Wali Kota Agung Tugasi kepala DKP Pastikan Beras Petani di Meranti Pandak Diserap Bulog

Wali Kota Agung Tugasi kepala DKP Pastikan Beras Petani di Meranti Pandak Diserap Bulog
Wali Kota Pekanbaru Agung Nugroho didampingi Kadis ketahanan Pangan berdialog dengan petani terkait serapan beras.

PEKANBARU (RIAUSKY.COM)- Wali kota Pekanbaru H Agung Nugroho mengapresiasi semangat dan motivasi yang ditunjukkan kelompok tani C99 di Meranti Pandak yang  berhasil mengembangkan pertanian padi gogo di atas lahan seluas 5 hektare.

Dia pun mengaku siap mendukung upaya perluasan areal penanaman padi di sekitar kawasan tersebut dengan berupaya mengkoordinasikan perluasan lahan hingga 30 hektare dengan pemilik.

Itu disampaikan Wali Kota Agung Nugroho saat melakukan penen padi gogo dan penyerahan alat perontok padi kepada lima kelompok tani yang tergabung pada kelompok C99 Meranti Pandak, Kamis (30/7/2026).

Tak hanya itu, Agung juga menugaskan khusus kepada Kepala Dinas Ketahanan Pangan (DKP) Pekanbaru, Mahyuddin untuk mengkoordinasikan kepada Perum Bulog supaya padi yang dihasilkan petani ini bisa diserap pasar.

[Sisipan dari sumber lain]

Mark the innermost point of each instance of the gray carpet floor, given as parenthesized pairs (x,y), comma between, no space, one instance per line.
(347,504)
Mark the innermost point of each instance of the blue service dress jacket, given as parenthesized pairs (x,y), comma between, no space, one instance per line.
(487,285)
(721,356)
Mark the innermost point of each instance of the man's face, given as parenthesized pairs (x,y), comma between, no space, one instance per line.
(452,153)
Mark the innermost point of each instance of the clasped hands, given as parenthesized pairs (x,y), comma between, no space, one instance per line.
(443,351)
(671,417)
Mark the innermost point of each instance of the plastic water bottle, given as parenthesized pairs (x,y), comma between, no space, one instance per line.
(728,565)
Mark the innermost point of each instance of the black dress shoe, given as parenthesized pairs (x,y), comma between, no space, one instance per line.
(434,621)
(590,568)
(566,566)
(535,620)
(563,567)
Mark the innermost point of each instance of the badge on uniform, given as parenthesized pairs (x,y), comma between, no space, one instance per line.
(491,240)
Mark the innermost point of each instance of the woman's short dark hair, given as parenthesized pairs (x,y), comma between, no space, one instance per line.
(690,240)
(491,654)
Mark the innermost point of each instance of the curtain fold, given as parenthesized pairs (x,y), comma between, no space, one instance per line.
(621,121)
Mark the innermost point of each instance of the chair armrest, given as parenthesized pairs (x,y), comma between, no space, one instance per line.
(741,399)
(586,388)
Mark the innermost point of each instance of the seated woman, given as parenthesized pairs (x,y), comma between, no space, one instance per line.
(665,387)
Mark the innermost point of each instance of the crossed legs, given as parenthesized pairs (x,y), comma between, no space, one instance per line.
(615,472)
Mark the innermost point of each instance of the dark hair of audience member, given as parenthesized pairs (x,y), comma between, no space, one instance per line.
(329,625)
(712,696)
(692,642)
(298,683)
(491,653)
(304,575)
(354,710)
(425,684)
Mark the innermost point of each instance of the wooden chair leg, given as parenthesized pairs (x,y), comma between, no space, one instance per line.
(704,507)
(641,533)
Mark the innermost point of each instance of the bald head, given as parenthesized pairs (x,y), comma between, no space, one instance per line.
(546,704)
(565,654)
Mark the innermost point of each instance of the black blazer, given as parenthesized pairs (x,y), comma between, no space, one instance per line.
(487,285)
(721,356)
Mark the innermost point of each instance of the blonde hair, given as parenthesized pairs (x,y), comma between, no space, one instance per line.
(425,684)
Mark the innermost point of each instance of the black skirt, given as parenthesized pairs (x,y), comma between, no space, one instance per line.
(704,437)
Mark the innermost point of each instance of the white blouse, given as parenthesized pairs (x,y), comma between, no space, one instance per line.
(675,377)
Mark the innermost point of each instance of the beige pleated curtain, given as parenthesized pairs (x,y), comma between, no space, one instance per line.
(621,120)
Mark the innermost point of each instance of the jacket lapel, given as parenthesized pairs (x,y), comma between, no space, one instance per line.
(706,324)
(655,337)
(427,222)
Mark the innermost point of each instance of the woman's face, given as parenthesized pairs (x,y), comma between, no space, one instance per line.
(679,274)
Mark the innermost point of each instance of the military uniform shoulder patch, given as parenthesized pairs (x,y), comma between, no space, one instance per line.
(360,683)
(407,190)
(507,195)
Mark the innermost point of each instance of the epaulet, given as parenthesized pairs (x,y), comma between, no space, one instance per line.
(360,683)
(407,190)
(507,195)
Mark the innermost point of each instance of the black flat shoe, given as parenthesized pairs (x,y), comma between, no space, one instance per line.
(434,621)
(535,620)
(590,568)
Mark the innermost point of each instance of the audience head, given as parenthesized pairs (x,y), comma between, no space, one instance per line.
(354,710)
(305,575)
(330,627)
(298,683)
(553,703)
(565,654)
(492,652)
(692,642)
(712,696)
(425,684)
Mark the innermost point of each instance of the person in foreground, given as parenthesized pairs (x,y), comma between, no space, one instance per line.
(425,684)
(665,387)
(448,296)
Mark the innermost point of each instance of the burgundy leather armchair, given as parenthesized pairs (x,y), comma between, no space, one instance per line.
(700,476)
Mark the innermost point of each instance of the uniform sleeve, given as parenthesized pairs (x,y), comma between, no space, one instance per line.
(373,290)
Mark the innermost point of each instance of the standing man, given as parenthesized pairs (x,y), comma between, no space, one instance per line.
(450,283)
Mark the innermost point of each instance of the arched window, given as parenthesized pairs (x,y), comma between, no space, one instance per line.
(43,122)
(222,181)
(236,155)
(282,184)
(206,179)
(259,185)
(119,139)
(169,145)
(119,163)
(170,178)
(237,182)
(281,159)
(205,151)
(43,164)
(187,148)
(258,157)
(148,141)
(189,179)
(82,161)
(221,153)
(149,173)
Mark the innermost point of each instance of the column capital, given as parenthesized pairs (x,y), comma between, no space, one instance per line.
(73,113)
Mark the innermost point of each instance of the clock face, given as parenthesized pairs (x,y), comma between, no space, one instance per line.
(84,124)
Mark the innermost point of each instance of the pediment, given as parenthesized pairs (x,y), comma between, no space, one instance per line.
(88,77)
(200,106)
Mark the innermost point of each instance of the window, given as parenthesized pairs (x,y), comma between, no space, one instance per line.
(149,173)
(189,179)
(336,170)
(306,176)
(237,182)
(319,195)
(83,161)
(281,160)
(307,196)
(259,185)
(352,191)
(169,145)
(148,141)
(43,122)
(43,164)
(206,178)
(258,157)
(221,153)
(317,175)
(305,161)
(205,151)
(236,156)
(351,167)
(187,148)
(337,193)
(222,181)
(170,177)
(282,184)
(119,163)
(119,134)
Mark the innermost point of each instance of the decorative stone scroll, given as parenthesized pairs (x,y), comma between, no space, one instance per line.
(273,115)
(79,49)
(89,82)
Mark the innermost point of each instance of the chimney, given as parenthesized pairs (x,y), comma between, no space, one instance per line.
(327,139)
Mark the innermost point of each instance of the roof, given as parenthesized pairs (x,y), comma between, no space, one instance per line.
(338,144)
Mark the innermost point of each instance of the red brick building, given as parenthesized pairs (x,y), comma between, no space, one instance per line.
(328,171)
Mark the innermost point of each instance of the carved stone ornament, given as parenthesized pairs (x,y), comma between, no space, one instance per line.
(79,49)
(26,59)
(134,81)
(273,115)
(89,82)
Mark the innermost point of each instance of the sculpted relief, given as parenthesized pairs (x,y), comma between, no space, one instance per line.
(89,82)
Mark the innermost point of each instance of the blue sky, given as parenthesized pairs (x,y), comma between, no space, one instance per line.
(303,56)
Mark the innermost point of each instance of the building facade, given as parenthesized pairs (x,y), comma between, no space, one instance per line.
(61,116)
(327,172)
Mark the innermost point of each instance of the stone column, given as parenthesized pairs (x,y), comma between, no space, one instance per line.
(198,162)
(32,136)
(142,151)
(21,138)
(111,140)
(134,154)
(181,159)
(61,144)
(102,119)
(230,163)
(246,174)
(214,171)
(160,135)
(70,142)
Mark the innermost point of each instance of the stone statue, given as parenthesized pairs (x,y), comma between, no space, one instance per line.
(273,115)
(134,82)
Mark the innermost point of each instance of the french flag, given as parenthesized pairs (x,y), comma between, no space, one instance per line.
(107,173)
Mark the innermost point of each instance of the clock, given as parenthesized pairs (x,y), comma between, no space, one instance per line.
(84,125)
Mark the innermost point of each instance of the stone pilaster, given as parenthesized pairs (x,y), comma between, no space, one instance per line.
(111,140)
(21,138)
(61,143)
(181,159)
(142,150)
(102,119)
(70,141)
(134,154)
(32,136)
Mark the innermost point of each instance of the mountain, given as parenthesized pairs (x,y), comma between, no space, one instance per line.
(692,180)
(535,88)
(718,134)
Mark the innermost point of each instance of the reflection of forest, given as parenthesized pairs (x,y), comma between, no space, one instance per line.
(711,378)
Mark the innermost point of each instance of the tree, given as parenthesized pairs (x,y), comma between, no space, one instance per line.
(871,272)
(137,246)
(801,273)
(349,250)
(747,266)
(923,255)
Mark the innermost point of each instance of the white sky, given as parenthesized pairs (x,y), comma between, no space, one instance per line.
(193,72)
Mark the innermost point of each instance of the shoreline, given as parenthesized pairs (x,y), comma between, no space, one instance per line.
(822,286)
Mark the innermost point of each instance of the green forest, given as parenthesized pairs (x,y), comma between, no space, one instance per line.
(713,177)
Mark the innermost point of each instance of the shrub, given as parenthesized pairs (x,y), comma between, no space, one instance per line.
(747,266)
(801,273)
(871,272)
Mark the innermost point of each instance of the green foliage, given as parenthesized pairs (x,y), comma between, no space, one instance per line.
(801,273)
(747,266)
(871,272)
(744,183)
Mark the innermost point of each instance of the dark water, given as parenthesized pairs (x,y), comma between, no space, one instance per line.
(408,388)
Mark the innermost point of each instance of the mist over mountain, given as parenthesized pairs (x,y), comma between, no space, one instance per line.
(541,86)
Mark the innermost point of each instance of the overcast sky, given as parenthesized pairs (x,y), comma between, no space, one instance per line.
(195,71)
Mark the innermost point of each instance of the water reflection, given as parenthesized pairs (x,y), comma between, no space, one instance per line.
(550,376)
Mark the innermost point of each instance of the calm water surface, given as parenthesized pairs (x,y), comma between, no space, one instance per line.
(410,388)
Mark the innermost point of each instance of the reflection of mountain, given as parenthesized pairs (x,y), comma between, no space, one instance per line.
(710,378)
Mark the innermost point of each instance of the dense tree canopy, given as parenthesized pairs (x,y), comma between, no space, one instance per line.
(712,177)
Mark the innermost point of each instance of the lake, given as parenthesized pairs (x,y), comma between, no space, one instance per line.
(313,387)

Pada kesempatan itu, salah seorang anggota kelompok tani sempat meminta solusi kepada Wali Kota Agung, supaya padi yang dihasilkan petani tidak hanya habis dikonsumsi oleh petani dan keluarga, tapi juga bisa memberi manfaat secara ekonomi.

Salah satunya adalah, melalui perluasan pasar untuk penjualan padi hasil petani setempat.

Agung mengapresiasi keinginan tersebut dengan memberikan tugas khusus kepada Kadis Ketahanan Pangan untuk mengkoordinasikan kepada Perum Bulog Riau Kepri.

''Kadis Ketahanan Pangan, Pak Mahyuddin hadir di sini. Beliau ini yang berurusan dengan beras. Kira-kira bisa tidak kalau beras petani ini diserap Bulog?'' tanya Agung.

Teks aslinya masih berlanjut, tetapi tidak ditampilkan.